Tests osseux: la métropole de Lyon imite le conseil général

Changement institutionnel ne signifie pas rupture politique. La métropole de Lyon se borne à répéter strictement la politique répressive menée au département du Rhône en matière de protection de l'enfance et tout particulièrement à l'égard des mineurs isolés étrangers.

La section lyonnaise de la Ligue des droits de l'homme s'en est émue dans un communiqué récent. Comment "la métropole de Lyon qui se revendiquait "Ville amie des enfants" peut se montrer aussi ennemie des étrangers jeunes et isolés, arrivés sur son territoire ?"

L'évaluation de l'âge de ces jeunes étrangers, notamment la pratique des tests osseux, figure au premier rang des reproches adressés à la collectivité présidée par Gérard Collomb depuis le 1er janvier dernier.

Les tests d'âge osseux sont réalisés de façon systématique dès lors qu'un doute se fait jour sur l'âge ou l'identité réelle de jeunes étrangers. Les étrangers mineurs qui arrivent sur le territoire national ne sont en effet pas expulsables et bénéficient d'une prise en charge par les services de l'aide sociale à l'enfance (ASE). La mise au jour de leur majorité supposée permet de soustraire ces jeunes aux prestations sociales qu'ils recevaient au titre de la protection de l'enfance.

Pétition

Le 17 janvier dernier, RESF a lancé une pétition nationale (ici) afin d'interdire le recours à ces tests osseux. L'association de défense des étrangers mineurs rappelle que le conseil général du Rhône a, depuis 2012, poursuivie près de huit jeunes devant les tribunaux pour faux, usage de faux, usurpation d'identité ou fraude aux prestations sociales. Dans ce dernier cas, les juges ont pu ordonner le remboursement des prestations perçues. Parfois s'y ajoute la double peine d'une reconduite à la frontière.

Depuis le début de l'année, la Métropole de Lyon a transmis au moins deux dossiers de minorité contestée par les tests osseux au procureur de la République. Le problème c'est que ces tests ne valent pas grand chose.

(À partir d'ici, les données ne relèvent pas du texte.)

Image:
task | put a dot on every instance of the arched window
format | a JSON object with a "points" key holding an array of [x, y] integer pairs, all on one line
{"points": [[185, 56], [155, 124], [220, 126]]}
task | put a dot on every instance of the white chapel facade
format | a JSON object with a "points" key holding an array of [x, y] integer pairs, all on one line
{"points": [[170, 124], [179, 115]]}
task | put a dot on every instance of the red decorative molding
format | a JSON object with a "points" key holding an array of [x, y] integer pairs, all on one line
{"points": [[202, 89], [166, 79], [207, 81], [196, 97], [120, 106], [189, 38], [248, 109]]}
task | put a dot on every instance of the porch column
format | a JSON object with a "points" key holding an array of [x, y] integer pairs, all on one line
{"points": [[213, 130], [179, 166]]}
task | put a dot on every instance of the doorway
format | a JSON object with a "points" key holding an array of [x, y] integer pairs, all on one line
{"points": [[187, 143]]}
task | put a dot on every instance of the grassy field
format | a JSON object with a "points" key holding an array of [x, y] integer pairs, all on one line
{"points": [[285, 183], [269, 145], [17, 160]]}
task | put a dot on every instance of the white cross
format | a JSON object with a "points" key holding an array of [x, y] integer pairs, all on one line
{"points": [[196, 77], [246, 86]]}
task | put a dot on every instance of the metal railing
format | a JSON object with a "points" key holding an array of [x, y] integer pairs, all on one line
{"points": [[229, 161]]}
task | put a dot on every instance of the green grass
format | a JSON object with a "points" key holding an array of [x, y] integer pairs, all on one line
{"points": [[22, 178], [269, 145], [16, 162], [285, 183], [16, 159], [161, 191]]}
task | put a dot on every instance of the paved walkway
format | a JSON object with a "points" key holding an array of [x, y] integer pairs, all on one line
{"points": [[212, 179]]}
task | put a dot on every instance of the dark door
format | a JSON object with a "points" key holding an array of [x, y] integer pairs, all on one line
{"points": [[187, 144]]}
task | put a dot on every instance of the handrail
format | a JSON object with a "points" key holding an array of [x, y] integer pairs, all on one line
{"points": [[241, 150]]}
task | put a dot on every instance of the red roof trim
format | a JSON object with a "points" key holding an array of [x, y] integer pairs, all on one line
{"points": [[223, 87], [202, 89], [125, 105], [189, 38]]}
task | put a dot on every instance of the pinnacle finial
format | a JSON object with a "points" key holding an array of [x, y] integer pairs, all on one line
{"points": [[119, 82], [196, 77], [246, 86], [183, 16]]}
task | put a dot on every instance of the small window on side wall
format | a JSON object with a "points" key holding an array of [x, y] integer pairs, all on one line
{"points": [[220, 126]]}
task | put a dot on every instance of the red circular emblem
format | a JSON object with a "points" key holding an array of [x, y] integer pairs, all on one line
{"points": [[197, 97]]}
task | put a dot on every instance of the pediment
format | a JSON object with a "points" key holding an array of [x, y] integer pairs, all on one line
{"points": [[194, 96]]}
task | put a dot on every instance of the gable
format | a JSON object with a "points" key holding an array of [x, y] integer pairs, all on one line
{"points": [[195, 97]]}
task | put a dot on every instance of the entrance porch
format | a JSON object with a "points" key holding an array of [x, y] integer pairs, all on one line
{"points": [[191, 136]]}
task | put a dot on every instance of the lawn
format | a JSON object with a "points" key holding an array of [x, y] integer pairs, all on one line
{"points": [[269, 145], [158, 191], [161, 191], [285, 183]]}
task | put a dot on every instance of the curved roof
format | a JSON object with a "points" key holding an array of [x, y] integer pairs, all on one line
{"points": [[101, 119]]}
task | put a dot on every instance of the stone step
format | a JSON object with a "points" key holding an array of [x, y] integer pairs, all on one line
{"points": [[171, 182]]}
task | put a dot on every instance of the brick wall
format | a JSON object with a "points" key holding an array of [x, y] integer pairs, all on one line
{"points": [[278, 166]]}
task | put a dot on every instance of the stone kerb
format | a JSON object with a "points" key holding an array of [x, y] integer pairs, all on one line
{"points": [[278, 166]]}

Une circulaire de mai 2013 du ministère de la justice encadre strictement la mise en place de ces tests qui ne doivent être réalisés que si un doute persiste qu'après avoir établi la minorité de l'intéressé par un "faisceau d'indices": entretiens avec le jeune, vérifications des documents d'état civil. Ce n'est que si un doute persiste que les tests osseux doivent être réalisés alors même que leur scientificité est contestée.

Déficience

De ce point de vue, la justice lyonnaise a pris en considération dans plusieurs arrêts la déficience ces analyses osseuses. Ainsi, la cour d'appel de Lyon, dans un jugement rendu le 26 mars 2013, rappelle fermement que "les tests d'âge osseux, compte tenu de leur fiabilité déficiente, eu égard à d'importantes marges d'erreur, ne permettent pas de servir à eux seuls de fondement à la détermination de l'âge d'un mineur isolé étranger".

Le test consiste en une radio de la main et du poignet. L'examen se borne à constater la présence ou non de cartilage de croissance. Plus le cartilage a disparu, plus le jeune atteindrait l'âge de la majorité. Les radios sont comparés à un atlas de référence réalisé en 1950 sur de jeunes américains blancs...

Logique comptable

Dans un avis publié le 26 juin 2014, la Commission nationale consultative des droits de l'homme (CNCDH) a contesté l'examen osseux, précisant les logiques comptables qui sous-tendent l'utilisation de ces tests osseux : "en pratique, par le biais de l'utilisation abusive de cette méthode, (l'évaluation de l'âge permet) de réguler l'accueil des mineurs isolés étrangers en fonction du nombre de places libres dans les services dépendant de l'aide sociale à l'enfance ou de la politique menée en la matière par le président du conseil général".

"Dès lors que nous avons un doute sur l'âge d'un mineur, nous pratiquons ces tests osseux qui peuvent être complétés par un examen dentaire. Dès qu'il y a fraude, nous saisissons le procureur de la république", nous explique-t-on du côté de la métropole de Lyon.

La création de cette nouvelle collectivité, qui prend en charge sur son territoire les compétences du département, aurait pu être l'occasion précisément d'une remise en question des pratiques du conseil général. Occasion manquée.